“¿Te das cuenta, Arturo, de que en las casas modernas no hay fantasmas?” preguntaba mi tía Eva Urbiola a su hermano, cuando él hablaba de los misterios de su juventud: brujas que eran bolas de fuego por los cerros, sonidos de otro siglo atrapados en los rincones, sacerdotes muertos que aparecían para oficiar una misa pendiente.

Mi intuición de niña me exigía tomar partido: o me volvía escéptica como Eva, o amante del misterio como Arturo. Elegí el primer camino. Por tanto, nunca he visto, escuchado o sentido nada que pueda catalogar de sobrenatural. Quizá me perdí de algo importante.

En la novela El museo de la inocencia, Orhan Pamuk narra la historia de Kemal, un joven rico de Estambul, y de Füsun, prima lejana. Kamal se enamora de ella en forma obsesiva. Al perderla, el muchacho hace viajes por el mundo en pos del fantasma de la chica: busca mujeres que se peinen como ella, aspira los perfumes de las jóvenes por la calle queriendo encontrar el de su amada, recopila objetos que le recuerden su relación y atesora todo lo que pasó por las manos de Füsun. Mientras tanto, nos cuenta sobre los cambios que ha vivido la sociedad turca en las últimas décadas.

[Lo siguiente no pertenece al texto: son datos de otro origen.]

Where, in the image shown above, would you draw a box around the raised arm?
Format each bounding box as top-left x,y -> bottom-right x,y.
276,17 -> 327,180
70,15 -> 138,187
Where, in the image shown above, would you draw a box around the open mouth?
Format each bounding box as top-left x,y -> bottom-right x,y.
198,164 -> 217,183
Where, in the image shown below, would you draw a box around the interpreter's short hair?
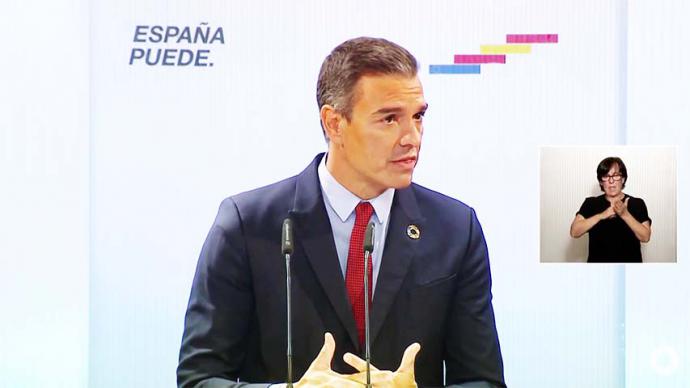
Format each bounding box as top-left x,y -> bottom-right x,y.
316,37 -> 418,136
597,156 -> 628,191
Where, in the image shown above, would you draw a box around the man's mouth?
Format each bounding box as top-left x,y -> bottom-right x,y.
393,156 -> 417,168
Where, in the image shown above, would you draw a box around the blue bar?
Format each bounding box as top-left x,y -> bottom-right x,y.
429,65 -> 481,74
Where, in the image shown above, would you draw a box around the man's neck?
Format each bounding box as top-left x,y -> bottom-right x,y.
326,152 -> 386,200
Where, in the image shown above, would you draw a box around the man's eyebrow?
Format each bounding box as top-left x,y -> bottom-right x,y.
373,103 -> 429,115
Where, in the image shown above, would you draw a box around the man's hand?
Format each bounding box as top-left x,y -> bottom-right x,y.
343,343 -> 422,387
613,197 -> 630,217
599,205 -> 616,221
294,333 -> 362,388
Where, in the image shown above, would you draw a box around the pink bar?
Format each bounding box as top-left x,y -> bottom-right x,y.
453,54 -> 506,63
506,34 -> 558,43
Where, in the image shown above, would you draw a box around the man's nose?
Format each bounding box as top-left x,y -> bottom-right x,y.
400,120 -> 423,147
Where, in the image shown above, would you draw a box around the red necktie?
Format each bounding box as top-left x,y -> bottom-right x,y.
345,202 -> 374,346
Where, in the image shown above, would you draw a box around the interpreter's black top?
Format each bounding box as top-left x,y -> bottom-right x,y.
577,194 -> 652,263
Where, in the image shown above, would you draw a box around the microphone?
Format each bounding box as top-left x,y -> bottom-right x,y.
280,218 -> 294,388
364,222 -> 374,388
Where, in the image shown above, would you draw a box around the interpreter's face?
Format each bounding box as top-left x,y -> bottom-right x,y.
339,75 -> 427,199
601,164 -> 625,197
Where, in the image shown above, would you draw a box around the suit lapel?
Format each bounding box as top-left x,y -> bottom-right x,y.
371,186 -> 424,343
290,154 -> 359,347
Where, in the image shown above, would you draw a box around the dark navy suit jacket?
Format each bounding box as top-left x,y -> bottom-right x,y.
177,155 -> 505,387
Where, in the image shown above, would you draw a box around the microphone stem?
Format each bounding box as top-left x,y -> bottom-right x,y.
364,250 -> 371,388
285,253 -> 292,388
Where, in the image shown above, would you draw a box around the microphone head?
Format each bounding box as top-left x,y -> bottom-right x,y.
364,222 -> 374,254
280,218 -> 294,255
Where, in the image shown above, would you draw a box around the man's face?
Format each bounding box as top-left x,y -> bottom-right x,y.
601,164 -> 625,197
328,75 -> 427,199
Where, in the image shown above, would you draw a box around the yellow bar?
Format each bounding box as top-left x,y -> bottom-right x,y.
480,44 -> 532,54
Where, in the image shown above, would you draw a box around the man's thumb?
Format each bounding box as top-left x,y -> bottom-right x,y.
398,342 -> 422,373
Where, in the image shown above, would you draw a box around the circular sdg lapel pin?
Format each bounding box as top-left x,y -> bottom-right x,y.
407,224 -> 421,240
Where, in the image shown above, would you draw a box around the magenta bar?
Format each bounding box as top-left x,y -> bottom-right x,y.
453,54 -> 506,63
506,34 -> 558,43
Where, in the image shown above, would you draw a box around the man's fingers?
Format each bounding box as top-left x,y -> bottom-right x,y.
343,353 -> 378,372
309,333 -> 335,370
398,342 -> 422,372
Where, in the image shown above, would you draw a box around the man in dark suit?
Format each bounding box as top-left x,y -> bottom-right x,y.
177,38 -> 505,387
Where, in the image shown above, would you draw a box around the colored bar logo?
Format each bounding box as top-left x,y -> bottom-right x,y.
506,34 -> 558,43
479,44 -> 532,54
429,34 -> 558,74
429,65 -> 481,74
453,54 -> 506,63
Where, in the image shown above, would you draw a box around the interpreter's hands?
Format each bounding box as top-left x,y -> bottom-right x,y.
613,197 -> 630,217
599,205 -> 616,220
343,343 -> 422,387
294,333 -> 362,388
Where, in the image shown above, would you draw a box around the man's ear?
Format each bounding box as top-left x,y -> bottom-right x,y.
320,105 -> 346,144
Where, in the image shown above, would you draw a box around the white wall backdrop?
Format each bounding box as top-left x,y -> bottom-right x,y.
0,0 -> 90,388
0,0 -> 690,388
539,146 -> 677,262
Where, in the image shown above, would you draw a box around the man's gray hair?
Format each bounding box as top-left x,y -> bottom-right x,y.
316,37 -> 418,135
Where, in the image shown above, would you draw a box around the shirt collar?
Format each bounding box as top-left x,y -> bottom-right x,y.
318,154 -> 395,224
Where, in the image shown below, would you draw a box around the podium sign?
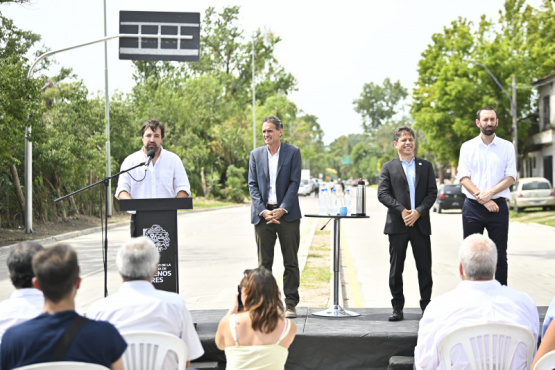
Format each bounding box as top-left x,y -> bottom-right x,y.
119,198 -> 193,293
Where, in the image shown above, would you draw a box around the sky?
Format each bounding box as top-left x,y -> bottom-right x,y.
0,0 -> 541,144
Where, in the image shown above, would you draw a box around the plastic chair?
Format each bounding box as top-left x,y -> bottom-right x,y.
121,331 -> 188,370
14,361 -> 110,370
534,351 -> 555,370
440,323 -> 536,370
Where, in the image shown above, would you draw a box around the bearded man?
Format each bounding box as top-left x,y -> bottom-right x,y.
457,107 -> 517,285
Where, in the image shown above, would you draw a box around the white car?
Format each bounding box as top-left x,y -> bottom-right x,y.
509,177 -> 555,212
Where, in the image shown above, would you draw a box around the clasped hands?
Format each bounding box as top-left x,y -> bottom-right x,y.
474,190 -> 499,212
262,208 -> 285,224
401,208 -> 420,227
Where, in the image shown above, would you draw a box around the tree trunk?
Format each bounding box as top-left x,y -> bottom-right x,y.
10,164 -> 25,213
200,167 -> 210,197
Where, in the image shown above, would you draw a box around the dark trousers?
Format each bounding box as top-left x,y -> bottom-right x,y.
389,225 -> 433,310
463,198 -> 509,285
254,218 -> 301,306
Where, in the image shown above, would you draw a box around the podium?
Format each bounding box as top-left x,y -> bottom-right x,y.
119,198 -> 193,293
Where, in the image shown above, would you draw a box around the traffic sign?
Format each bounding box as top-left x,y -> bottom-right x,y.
119,10 -> 200,62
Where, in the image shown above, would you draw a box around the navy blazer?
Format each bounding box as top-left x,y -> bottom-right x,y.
249,143 -> 302,225
378,157 -> 437,235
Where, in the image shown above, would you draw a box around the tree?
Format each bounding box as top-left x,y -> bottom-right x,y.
411,0 -> 555,165
0,10 -> 42,225
353,78 -> 408,132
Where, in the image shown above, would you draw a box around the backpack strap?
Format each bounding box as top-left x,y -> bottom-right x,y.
49,315 -> 88,361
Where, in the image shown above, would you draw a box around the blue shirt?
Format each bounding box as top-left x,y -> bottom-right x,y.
399,157 -> 416,209
0,311 -> 127,370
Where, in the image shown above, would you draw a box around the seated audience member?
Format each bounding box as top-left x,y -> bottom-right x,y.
414,234 -> 539,369
530,324 -> 555,369
216,267 -> 297,370
0,242 -> 44,343
87,236 -> 204,368
0,244 -> 127,370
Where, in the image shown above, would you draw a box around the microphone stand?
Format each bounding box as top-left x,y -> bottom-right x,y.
54,158 -> 152,297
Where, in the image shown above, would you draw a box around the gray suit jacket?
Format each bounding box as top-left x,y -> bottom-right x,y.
249,143 -> 302,225
378,157 -> 437,235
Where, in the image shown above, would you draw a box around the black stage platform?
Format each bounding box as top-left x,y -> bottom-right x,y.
191,307 -> 547,370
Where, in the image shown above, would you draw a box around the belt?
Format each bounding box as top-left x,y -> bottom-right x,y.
466,198 -> 507,204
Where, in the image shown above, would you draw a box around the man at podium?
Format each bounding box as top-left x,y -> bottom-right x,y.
115,120 -> 191,236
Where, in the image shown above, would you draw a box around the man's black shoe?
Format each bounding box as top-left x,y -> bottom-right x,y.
389,308 -> 404,321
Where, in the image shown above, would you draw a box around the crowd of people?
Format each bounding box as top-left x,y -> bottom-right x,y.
0,237 -> 296,370
0,107 -> 555,370
0,234 -> 555,370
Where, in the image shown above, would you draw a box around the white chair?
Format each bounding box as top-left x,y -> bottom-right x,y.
14,361 -> 110,370
534,351 -> 555,370
121,331 -> 188,370
440,324 -> 537,370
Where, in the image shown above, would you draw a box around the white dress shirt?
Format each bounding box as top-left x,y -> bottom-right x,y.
414,280 -> 539,369
457,135 -> 517,199
267,144 -> 281,207
115,147 -> 191,199
87,280 -> 204,361
0,288 -> 44,342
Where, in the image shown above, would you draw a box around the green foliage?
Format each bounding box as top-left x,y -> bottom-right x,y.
353,78 -> 408,132
411,0 -> 555,165
223,165 -> 247,203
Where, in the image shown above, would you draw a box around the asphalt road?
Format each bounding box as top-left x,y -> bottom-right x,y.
0,188 -> 555,311
341,188 -> 555,307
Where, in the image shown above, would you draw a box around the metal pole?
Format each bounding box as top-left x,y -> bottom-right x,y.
511,75 -> 519,172
25,127 -> 33,234
104,0 -> 112,217
25,34 -> 188,234
252,32 -> 256,150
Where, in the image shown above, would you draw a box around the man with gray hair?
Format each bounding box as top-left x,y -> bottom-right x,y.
414,234 -> 539,369
87,236 -> 204,366
0,242 -> 44,342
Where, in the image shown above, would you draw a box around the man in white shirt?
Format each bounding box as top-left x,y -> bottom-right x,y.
87,236 -> 204,367
414,234 -> 539,369
0,242 -> 44,342
115,120 -> 191,236
457,107 -> 517,285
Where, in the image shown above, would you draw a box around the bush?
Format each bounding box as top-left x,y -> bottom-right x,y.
223,165 -> 246,203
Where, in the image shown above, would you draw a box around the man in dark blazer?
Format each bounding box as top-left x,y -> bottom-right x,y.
249,116 -> 302,317
378,126 -> 437,321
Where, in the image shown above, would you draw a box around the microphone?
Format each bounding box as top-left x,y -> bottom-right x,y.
145,149 -> 156,167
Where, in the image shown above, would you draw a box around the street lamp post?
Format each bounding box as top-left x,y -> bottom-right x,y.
463,59 -> 518,168
252,32 -> 256,150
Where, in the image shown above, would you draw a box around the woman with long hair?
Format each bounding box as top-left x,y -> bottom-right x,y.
216,267 -> 297,370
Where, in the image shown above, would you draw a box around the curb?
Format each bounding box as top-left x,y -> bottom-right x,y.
0,204 -> 246,256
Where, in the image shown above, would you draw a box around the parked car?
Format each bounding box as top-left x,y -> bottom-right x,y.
433,184 -> 466,213
299,179 -> 314,196
509,177 -> 555,212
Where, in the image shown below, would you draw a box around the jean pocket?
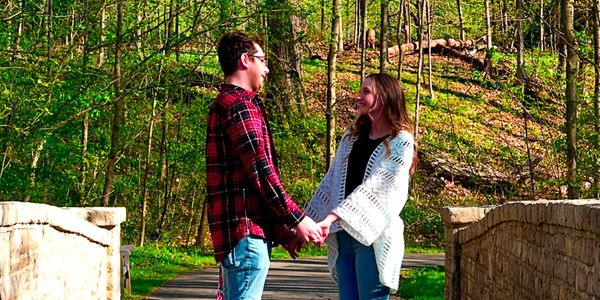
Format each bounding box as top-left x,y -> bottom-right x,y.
221,249 -> 240,269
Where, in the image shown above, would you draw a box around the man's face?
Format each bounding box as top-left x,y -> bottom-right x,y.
248,44 -> 269,92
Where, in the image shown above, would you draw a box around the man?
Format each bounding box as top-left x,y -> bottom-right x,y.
206,32 -> 322,299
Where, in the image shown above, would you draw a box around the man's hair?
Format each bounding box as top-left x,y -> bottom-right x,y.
217,31 -> 260,76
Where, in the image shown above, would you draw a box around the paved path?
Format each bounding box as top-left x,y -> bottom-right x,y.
146,253 -> 444,300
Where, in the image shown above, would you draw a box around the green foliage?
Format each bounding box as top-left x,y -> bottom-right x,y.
270,108 -> 326,207
398,267 -> 445,300
130,246 -> 216,299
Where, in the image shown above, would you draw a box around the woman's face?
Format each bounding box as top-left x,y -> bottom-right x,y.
356,78 -> 381,117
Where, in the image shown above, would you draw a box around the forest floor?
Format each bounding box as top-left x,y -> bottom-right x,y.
303,44 -> 564,246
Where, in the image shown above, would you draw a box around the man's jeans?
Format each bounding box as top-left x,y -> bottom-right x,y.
336,231 -> 390,300
221,236 -> 272,300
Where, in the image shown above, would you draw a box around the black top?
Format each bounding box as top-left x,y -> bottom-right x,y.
344,133 -> 389,198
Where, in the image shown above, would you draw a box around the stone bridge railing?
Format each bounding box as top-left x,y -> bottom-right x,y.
442,200 -> 600,299
0,202 -> 125,300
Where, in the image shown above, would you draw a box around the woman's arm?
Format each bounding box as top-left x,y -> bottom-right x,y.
333,132 -> 414,245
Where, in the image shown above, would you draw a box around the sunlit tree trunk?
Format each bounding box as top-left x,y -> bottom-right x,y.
456,0 -> 465,41
102,0 -> 124,206
515,0 -> 535,200
22,139 -> 46,202
561,0 -> 579,199
414,0 -> 426,140
97,6 -> 106,68
404,0 -> 418,43
540,0 -> 546,52
267,0 -> 304,112
484,0 -> 492,52
379,0 -> 389,73
396,0 -> 404,80
360,0 -> 367,84
325,0 -> 340,169
139,71 -> 162,246
593,0 -> 600,198
425,0 -> 434,100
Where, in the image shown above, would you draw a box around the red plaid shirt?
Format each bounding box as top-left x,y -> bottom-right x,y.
206,84 -> 304,262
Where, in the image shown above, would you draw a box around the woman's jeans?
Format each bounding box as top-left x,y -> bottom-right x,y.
221,236 -> 272,300
336,231 -> 390,300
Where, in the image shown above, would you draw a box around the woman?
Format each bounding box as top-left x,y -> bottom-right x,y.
305,74 -> 417,300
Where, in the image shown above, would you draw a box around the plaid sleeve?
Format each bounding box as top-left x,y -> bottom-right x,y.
223,101 -> 304,228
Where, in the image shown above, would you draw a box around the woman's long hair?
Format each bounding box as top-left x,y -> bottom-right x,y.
350,73 -> 418,175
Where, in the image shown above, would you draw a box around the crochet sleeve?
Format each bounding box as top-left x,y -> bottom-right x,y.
333,132 -> 414,245
304,131 -> 348,222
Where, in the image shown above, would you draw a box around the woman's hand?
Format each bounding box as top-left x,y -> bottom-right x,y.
317,213 -> 340,245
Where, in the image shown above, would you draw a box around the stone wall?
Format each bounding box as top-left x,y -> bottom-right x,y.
0,202 -> 125,300
442,200 -> 600,299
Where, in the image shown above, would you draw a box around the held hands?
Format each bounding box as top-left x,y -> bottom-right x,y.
317,213 -> 340,239
282,213 -> 340,259
295,217 -> 327,245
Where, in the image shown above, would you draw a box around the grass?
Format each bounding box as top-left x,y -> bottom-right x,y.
125,244 -> 444,300
398,267 -> 445,300
126,246 -> 216,299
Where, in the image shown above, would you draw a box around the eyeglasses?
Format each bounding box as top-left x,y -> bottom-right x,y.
250,54 -> 267,64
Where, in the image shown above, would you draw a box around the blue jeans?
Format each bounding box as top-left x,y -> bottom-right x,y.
336,231 -> 390,300
221,236 -> 272,300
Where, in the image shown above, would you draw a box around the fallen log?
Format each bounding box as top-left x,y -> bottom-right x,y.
420,153 -> 542,188
388,36 -> 487,58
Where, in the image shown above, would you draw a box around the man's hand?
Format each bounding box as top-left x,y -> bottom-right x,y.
317,213 -> 340,240
281,231 -> 304,259
294,216 -> 323,245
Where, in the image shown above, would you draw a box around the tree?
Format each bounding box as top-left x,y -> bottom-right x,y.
266,0 -> 304,112
593,0 -> 600,197
359,0 -> 367,84
379,0 -> 389,73
560,0 -> 579,199
102,0 -> 125,206
325,0 -> 340,169
414,0 -> 429,140
456,0 -> 465,41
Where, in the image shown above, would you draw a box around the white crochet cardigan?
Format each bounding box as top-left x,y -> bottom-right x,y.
305,131 -> 415,293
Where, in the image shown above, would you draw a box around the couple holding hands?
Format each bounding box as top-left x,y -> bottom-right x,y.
206,32 -> 417,300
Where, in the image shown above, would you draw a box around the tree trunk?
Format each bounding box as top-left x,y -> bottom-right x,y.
404,0 -> 412,43
388,36 -> 485,57
561,0 -> 579,199
97,6 -> 106,68
102,0 -> 124,206
195,197 -> 207,247
414,0 -> 426,140
139,73 -> 162,247
22,139 -> 46,202
484,0 -> 492,51
79,111 -> 90,206
267,0 -> 304,112
593,0 -> 600,198
379,0 -> 389,73
321,0 -> 325,34
555,0 -> 567,75
425,0 -> 434,100
353,0 -> 361,45
512,0 -> 525,78
396,0 -> 404,80
325,0 -> 340,169
360,0 -> 367,84
336,4 -> 344,52
540,0 -> 546,52
456,0 -> 465,41
515,0 -> 535,200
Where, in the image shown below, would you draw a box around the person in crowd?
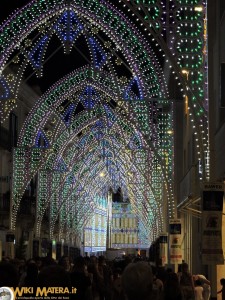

Mientras escribía su libro, Pamuk reunió miles de objetos con los que creó la colección permanente del Museo de la Inocencia, ubicado en una casona del siglo XIX en el barrio Çukurcuma de Estambul; abrió sus puertas en 2013, y en 2014 ganó el premio del mejor museo europeo.

Todos tenemos nuestra propia colección de artículos simbólicos, algunos sin valor económico: cartas de amor, boletos de cine, una flor disecada, una foto escondida. Como el personaje de Pamuk, guardamos un objeto al que asignamos una función: recordar un momento, provocar emociones, sacar a la luz conversaciones que estaban a punto de caer en el olvido. De ahí el éxito del museo.

Francisco Hernández, en su poema “El fantasma” evoca:

“Amo las líneas nebulosas de tu cara
tu voz que no recuerdo, / tu racimo de aromas olvidados.
Amo tus pasos que a nadie te conducen
y el sótano que pueblas con mi ausencia.
Amo entrañablemente tu carne de fantasma”.

Rubén Márquez, profesor de literatura del Tec de Monterrey Campus Puebla, nos explica: “En la poesía amorosa de Francisco Hernández observamos la imagen de la ausencia como una constante. Nadie mejor que el poeta que desde la soledad de la isla dialoga con fantasmas para mostrarnos, con esa claridad que deslumbra, aquello que por ausente se vuelve la más pura presencia”.

Además, están los fantasmas que habitan en el espíritu. Vivimos con las voces de nuestro niño interior, que se empeña en recrear las burlas que sufrió en primaria, o un castigo físico injusto. El adolescente que fuimos nos reclama que no hayamos cumplido sus metas y que tiremos sus sueños a la basura. “Pero”, le decimos, “la situación ha sido difícil, yo hice lo posible”.

Esos fantasmas nos asustan más que los ruidos de medianoche o las corrientes de viento que no salen de ninguna ventana. Ellos son lo que pudimos ser y no fuimos, y lo que daríamos cualquier cosa para que no hubiera ocurrido. Mis ancestros se encomendaban a las ánimas, otros seres intangibles, para ahuyentar al misterio, para seguir viviendo.